The art is now the dominant focus, while the garden plays the supporting role.

The unique beauty of Meijer Gardens, and apparently Fred and Lena’s influence upon it, is that it doesn’t choose between the two. Instead, it is a harmonious marriage of both garden and sculpture park, coexisting wonderfully across 132 inviting acres.


Con Artist Crew Present: COMMIX
Urban Institute for Contemporary Arts (UICA)
Through Aug. 17, 2014, (616) 454-7000

COMMIX is a multidisciplinary exhibition featuring contemporary street art and graphics, comprising a national network of artists and organized by the regional gallery group Con Artist Crew. Experience artwork from working artist that are redefining collaboration, entrepreneurship and regional identity.

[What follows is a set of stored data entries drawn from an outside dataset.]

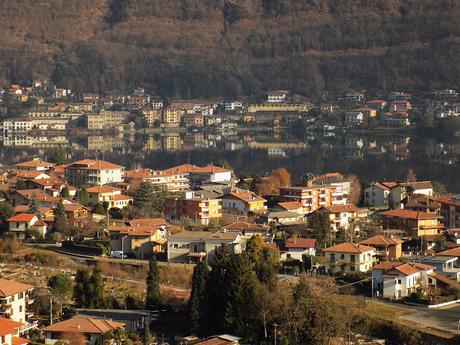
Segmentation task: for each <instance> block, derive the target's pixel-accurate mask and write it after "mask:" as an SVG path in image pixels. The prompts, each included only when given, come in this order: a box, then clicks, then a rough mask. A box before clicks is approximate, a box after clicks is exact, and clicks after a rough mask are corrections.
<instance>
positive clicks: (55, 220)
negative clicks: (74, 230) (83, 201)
mask: <svg viewBox="0 0 460 345" xmlns="http://www.w3.org/2000/svg"><path fill="white" fill-rule="evenodd" d="M53 231H55V232H59V233H61V234H63V235H66V236H68V235H70V226H69V221H68V219H67V215H66V213H65V210H64V204H63V203H62V200H61V201H60V202H59V203H58V204H57V206H56V218H55V220H54V225H53Z"/></svg>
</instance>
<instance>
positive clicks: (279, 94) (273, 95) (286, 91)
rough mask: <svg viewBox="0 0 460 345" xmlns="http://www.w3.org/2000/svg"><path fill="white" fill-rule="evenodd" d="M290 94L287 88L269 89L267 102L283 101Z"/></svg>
mask: <svg viewBox="0 0 460 345" xmlns="http://www.w3.org/2000/svg"><path fill="white" fill-rule="evenodd" d="M288 94H289V91H286V90H277V91H269V92H268V94H267V102H269V103H283V102H285V101H286V99H287V95H288Z"/></svg>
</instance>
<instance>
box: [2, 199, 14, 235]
mask: <svg viewBox="0 0 460 345" xmlns="http://www.w3.org/2000/svg"><path fill="white" fill-rule="evenodd" d="M13 216H14V207H13V205H11V204H10V203H9V202H7V201H4V202H1V203H0V230H1V231H7V230H8V222H7V221H6V220H7V219H8V218H10V217H13Z"/></svg>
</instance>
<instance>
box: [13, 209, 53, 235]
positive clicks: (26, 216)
mask: <svg viewBox="0 0 460 345" xmlns="http://www.w3.org/2000/svg"><path fill="white" fill-rule="evenodd" d="M6 221H7V222H8V230H9V231H11V232H12V233H14V234H15V236H16V238H17V239H21V240H23V239H25V238H26V235H27V230H29V229H31V228H35V229H37V230H38V231H39V232H40V234H41V236H42V237H45V235H46V233H47V225H46V223H45V222H44V221H43V220H41V219H39V218H38V216H36V215H35V214H33V213H19V214H17V215H15V216H13V217H10V218H8V219H7V220H6Z"/></svg>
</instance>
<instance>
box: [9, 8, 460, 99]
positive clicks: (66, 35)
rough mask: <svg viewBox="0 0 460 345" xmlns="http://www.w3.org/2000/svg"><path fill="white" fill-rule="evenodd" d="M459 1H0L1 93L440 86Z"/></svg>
mask: <svg viewBox="0 0 460 345" xmlns="http://www.w3.org/2000/svg"><path fill="white" fill-rule="evenodd" d="M458 18H460V2H459V1H458V0H297V1H296V0H72V1H69V0H41V1H36V0H16V1H10V0H0V32H1V35H0V86H4V85H6V84H7V83H9V82H15V83H26V82H30V81H31V80H32V79H34V78H40V77H47V78H51V79H52V80H53V81H54V82H55V83H56V84H58V85H62V86H69V87H71V88H73V89H75V90H76V91H82V90H92V91H109V90H130V89H131V88H133V87H134V86H138V85H143V86H145V87H146V88H147V89H148V90H151V91H155V92H157V93H159V94H161V95H167V96H171V97H172V96H180V97H185V98H189V97H192V98H195V97H212V96H217V95H225V96H228V97H236V96H242V95H247V96H253V95H257V94H260V93H261V92H262V91H263V90H266V89H273V88H286V89H290V90H292V91H293V92H296V93H300V94H305V95H319V94H320V93H321V92H322V91H323V90H324V89H327V90H329V91H331V92H334V91H336V90H338V89H343V88H363V89H368V90H382V91H385V90H389V89H393V88H404V89H406V90H414V89H418V90H420V89H434V88H441V87H448V86H456V84H457V81H458V80H459V78H460V64H459V63H458V58H459V56H460V54H459V53H460V20H459V19H458Z"/></svg>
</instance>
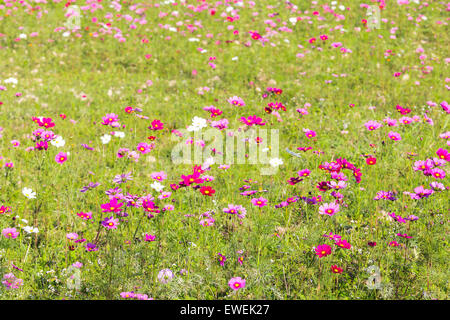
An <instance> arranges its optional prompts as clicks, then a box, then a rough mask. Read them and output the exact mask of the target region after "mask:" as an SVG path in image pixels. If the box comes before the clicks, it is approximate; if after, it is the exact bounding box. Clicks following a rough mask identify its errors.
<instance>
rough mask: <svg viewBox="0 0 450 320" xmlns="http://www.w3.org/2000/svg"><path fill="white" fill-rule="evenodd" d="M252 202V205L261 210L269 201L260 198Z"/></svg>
mask: <svg viewBox="0 0 450 320" xmlns="http://www.w3.org/2000/svg"><path fill="white" fill-rule="evenodd" d="M251 202H252V204H253V205H254V206H256V207H260V208H261V207H264V206H266V205H267V199H266V198H263V197H260V198H253V199H252V200H251Z"/></svg>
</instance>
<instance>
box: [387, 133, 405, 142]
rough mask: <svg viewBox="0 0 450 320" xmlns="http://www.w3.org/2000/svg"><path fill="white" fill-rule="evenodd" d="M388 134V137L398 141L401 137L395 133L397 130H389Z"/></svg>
mask: <svg viewBox="0 0 450 320" xmlns="http://www.w3.org/2000/svg"><path fill="white" fill-rule="evenodd" d="M388 136H389V138H390V139H391V140H394V141H400V140H402V137H401V136H400V134H399V133H397V132H394V131H390V132H389V133H388Z"/></svg>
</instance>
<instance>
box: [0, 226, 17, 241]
mask: <svg viewBox="0 0 450 320" xmlns="http://www.w3.org/2000/svg"><path fill="white" fill-rule="evenodd" d="M2 235H3V236H4V237H5V238H9V239H15V238H17V236H18V235H19V232H18V231H17V230H16V228H6V229H3V230H2Z"/></svg>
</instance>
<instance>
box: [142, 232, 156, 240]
mask: <svg viewBox="0 0 450 320" xmlns="http://www.w3.org/2000/svg"><path fill="white" fill-rule="evenodd" d="M155 240H156V236H154V235H151V234H149V233H146V234H145V235H144V241H147V242H151V241H155Z"/></svg>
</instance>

Preliminary Study: RSI-T (part 2) curated by Naomi Lev
Fire Barn Gallery and collaborative locations
Through July, 2014
Panel discussion at LaFontsee Gallery on July 2, 7:30 p.m., (917) 572-0175

Presented by Chris Protas and the Fire Barn Gallery (Grand Haven), in collaboration with the Muskegon Museum of Art, LaFontsee Gallery and Richard App Gallery, this exhibition explores the outcomes from excessive use of technology. Panel discussion includes Naomi Lev, an independent curator from Tel Aviv now living and working in New York City.

Lakeshore Art Festival
Downtown Muskegon
July 4 & 5 (231) 722-3751

The Lakeshore Art Festival features a unique blend of arts, crafts, music, food and fun along the shoreline in historic Downtown Muskegon. This year's event will feature nearly 250 fine art, craft and artisan food market exhibitors. The event will include children’s activities, street performers, and a community canvas.